Do you know what size alternator you have on the car?

You going to need at least 4AWG cable....best option is 0AWG which id reccommend.


----------



## natur3 (May 1, 2008)

i have a 92 Acura legend, and there seem to not have enough pressure in the brake. The brake used to go all the way down and still not stop the car. I picked up almost new master cylinder at the wreck yard, but the problem was still the same. i returned the master cylinder in exchange for a Booster, and now the brake works but it goes all the way down before it stops. when you take your leg of the brake paddle, then pressure builds up, and it works. But you feell the pressure releasing when you keep your foot on the paddle, but the car still stops. Am worried it might not work one day. Someone Please help me.


----------



## manic (Aug 2, 2005)

You need to bleed the brakes. You cant just start cracking brake lines
and not bleed them. Especially when you replaced the master cylinder.
If you did bleed the brakes, take a look at the rears, if there drum 
brakes in the back look for leaky wheel cylinders. If the inside of your
tire has a wet mark on it, that is a good sign of a failed wheel cylinder.


----------



## mack1 (Nov 27, 2007)

Hi natur3,

There is an adjustment under the brake pedal that will let you adjust the travel of the pedal to the master cylinder. If the pedal position is to low to the floor, adjust that linkage.

Note that the linkage pushes through the booster and if the booster don't work, the travel is about the same. You should have sufficient brake pedal. 

If the pedal is spongy, then you need to bleed the brakes.
To bleed the brakes, get a freind to help. There is a bleed valve at each wheel (usually a valve that uses a 3/8 inch similar metric wrench to loosen). 
The valve nut will have a hole in it to let the fluid/air out to a container. 
Be sure to keep the master cylinder full of fluid during the bleeding process. If you let it run out, it will pump air into the lines and you will have to start all over again. Pump the brakes until you get some pedal. The helper at the wheel will open the valve and let the fluid/air drain out into a container. Hold the brake down until the valve is reclosed, then pump it up again and repeat the process. When all air is out, move to the next wheel. At the end of the process, you should have a solid brake position when pressed. 

If the pedal slowly moves to the floor after bleeding, then there is a leak at one of the wheels or the master cylinder is leaking fluid past its pressure cup. If no leaks, then get a rebuild kit and work on the master cylinder. You can get an inexpensive drill type hone to hone out the master cyliner before installing the new cups. (should be like new when you finish and better than a junk yard replacement)

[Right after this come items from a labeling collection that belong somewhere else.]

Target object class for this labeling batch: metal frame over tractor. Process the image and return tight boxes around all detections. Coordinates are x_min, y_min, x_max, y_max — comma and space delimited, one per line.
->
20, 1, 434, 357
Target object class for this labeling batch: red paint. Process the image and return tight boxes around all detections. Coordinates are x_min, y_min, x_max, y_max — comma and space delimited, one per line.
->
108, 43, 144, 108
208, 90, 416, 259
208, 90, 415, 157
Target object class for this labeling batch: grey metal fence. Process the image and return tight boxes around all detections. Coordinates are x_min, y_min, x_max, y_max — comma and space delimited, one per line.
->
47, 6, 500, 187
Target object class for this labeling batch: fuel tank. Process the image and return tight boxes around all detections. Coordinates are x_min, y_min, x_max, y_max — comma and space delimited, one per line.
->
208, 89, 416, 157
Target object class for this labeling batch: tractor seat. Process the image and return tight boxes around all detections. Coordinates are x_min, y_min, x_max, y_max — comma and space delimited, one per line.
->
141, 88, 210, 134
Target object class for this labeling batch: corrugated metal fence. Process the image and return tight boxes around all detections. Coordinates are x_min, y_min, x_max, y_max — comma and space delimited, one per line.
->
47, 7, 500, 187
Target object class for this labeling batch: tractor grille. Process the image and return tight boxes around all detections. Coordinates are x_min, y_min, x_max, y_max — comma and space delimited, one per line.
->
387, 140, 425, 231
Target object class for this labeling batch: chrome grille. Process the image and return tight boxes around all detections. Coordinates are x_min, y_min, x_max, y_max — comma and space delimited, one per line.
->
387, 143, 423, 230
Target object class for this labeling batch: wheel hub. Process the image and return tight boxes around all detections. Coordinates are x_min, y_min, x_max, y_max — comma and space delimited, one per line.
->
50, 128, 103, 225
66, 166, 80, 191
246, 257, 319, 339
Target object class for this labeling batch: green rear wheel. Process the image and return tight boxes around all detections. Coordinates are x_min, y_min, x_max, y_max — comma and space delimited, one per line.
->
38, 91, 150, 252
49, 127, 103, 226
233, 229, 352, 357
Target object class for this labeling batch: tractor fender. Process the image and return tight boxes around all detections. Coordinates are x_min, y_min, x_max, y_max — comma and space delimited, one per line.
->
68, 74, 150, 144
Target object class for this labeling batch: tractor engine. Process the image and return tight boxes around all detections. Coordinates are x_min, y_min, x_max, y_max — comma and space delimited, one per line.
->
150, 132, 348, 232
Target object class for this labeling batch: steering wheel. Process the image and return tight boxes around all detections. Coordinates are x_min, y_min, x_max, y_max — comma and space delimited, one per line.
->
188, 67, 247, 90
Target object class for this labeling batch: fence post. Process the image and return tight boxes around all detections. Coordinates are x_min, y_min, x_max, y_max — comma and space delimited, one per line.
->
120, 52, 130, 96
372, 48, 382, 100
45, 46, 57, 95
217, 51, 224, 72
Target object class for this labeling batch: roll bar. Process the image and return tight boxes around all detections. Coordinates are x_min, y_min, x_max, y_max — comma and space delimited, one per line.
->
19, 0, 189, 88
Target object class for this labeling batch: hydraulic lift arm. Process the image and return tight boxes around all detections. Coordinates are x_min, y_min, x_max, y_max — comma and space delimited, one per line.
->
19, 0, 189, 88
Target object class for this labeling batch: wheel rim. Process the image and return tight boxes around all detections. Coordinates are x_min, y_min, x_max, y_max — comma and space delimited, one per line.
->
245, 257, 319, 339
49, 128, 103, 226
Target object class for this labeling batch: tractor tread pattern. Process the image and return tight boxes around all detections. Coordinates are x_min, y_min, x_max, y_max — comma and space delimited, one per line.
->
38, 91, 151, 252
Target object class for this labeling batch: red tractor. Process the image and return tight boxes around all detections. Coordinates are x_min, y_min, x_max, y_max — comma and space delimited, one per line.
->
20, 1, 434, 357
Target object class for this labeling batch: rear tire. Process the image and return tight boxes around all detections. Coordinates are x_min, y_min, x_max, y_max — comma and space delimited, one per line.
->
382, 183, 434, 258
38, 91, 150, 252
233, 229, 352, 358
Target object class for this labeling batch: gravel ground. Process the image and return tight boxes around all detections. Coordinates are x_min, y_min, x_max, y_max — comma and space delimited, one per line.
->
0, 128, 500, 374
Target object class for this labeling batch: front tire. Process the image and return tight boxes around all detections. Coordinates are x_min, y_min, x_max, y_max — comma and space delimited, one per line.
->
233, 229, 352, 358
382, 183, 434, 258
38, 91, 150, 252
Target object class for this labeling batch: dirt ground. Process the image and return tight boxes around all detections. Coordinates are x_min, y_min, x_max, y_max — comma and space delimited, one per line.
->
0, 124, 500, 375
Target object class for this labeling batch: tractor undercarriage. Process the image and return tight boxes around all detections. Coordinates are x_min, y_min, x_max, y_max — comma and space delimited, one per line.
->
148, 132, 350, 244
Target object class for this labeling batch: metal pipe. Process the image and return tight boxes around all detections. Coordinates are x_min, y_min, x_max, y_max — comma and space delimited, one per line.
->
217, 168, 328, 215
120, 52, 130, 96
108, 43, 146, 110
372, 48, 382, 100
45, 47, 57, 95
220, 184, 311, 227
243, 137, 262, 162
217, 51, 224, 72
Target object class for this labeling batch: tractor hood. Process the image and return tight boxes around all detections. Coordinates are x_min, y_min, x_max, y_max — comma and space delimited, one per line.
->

Note again that the brake position should be about the same with or without a good booster. The booster simply helps you apply pressure to the master cylinder. 

Hope this helps.
Very best regards,
Mack1


----------



## natur3 (May 1, 2008)

Thanks everyone for the reply. Before i got the first master cylinder, me and my mechanic, bled the brake about five times. everytime after changing any , he bleeds all four over and over about four times, i only do the pumping.at first, it use to have a leak at the back and we fixed it. NOw there seems to me there's no leak anywhere. And also i did change the master cylinder and it didn't help. My rear brakes are Calipers.
But the rebuilt kit, if i get alittle knowledge about : how to, i can get one and try.


----------



## natur3 (May 1, 2008)

natur3 said:


> i have a 92 Acura legend, and there seem to not have enough pressure in the brake. The brake used to go all the way down and still not stop the car. I picked up almost new master cylinder at the wreck yard, but the problem was still the same. i returned the master cylinder in exchange for a Booster, and now the brake works but it goes all the way down before it stops. when you take your leg of the brake paddle, then pressure builds up, and it works. But you feell the pressure releasing when you keep your foot on the paddle, but the car still stops. Am worried it might not work one day. Someone Please help me.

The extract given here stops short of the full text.